20 tc In v. 12 the MT preserves a string of plural forms followed by a seemingly anomalous singular form: וְעָבָר…נָגֹזּוּ…רַבִּים…שְׁלֵמִים (shÿlemim … rabbim … nagozzu … vÿ’avar, “Even though they are numerous…they are many…they will be cut off…and he [?] will pass away”). Several other versions (LXX, Syr, Targum) read the plural form וְעָבָרוּ (vÿ’avaru, “and they will pass away”). Several scholars emend the MT to the plural form, noting that the next word (וְעִנִּתִךְ, vÿ’innitikh) begins with vav (ו); they suggest that the plural ending of וְעָבָרוּ dropped out due to haplography or faulty word division (e.g., T. Longman, “Nahum,” The Minor Prophets, 2:798). Another scholar retains the consonantal text, but repoints the form as an infinitive absolute: “They will be cut off, passing away” (K. J. Cathcart). On the other hand, more conservative scholars defend the MT reading and try to solve the problem by suggesting a shift from a plural referent (the Assyrians) to a singular referent (God or the Assyrian king): “They shall be cut down, when he passes through” (KJV) and “They will be cut off and he will pass over” (R. L. Smith, Micah-Malachi [WBC], 77). Still others suggest that the singular form functions as a collective: “They will be cut off and [they] will pass away” (W. A. Maier, Nahum, 206; K&D 27:15).
However, rather than resorting to textual emendations or performing syntactical improbabilities, the best solution may be simply to posit the presence of a rhetorical, stylistic device. The shift from these plural forms to the concluding singular form may be an example of heterosis of the plural to the singular (see E. W. Bullinger, Figures of Speech, 525 [4.5]). This is a common poetic device used for emphasis, especially at the climactic point in a speech (e.g., Gen 29:27; Num 22:6; 32:25; Job 12:7; 18:2; Esth 9:23; Ps 73:7; Prov 14:1, 9; John 3:11; 1 Tim 2:15).
tn Or “pass away.” The term עָבַר (’avar, “to pass through”) is a key word in Nahum 1; it occurs three times (Nah 1:8, 12, 15 [2:1 HT]). This verb is often used in reference to water, both the raging onset of flood waters (Nah 1:8) and the passive trickling or dwindling away of receding waters (Job 6:15; 11:16).
sn The phrase trickle away is an example of a hypocatastasis (implied comparison); Nahum compares the destruction of the mighty Assyrians with the trickling away of once high waters. This imagery has strong rhetorical impact because the Assyrians often boasted that they overwhelmed their enemies like a flood. It is ironic then that they would soon dwindle away to a mere trickle!

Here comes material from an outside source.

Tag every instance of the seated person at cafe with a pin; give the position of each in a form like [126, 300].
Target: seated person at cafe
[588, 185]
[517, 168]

This is also an appropriate image in the light of the historical destruction of Nineveh through the use of flood waters, as predicted by the prophet (Nah 2:7-9) and recorded by ancient historians (Diodorus Siculus, Bibliotheca Historica 2.26-27; Xenophon, Anabasis 3.4.12; also see P. Haupt, “Xenophon’s Account of the Fall of Nineveh,” JAOS 28 : 99-107).
21 tn The terms אֲעַנֵּךְ (’a’annekh, “I will [no longer] afflict you”) and וְעִנִּתִךְ (vÿ’innitikh, “I afflicted you”) are both derived from the root II עָנָה (’anah, “to afflict”). The LXX mistakenly confused this with the more common root I עָנָה (“to answer, respond”). Although it mistranslated the roots, the LXX reflects the same consonantal text as the MT: וְעִנִּתִךְ לֹא אֲעַנֵּךְ (vÿ’innitikh lo’ ’a’annekh, “Although I have afflicted you, I will afflict you no longer”). Some modern English versions supply various terms not in the Hebrew text to indicate the addressee: NIV “O Judah”; NLT “O my people.” Judah is specifically addressed in 1:15 (2:1 HT) and the feminine singular is used there, just as it is in 1:12.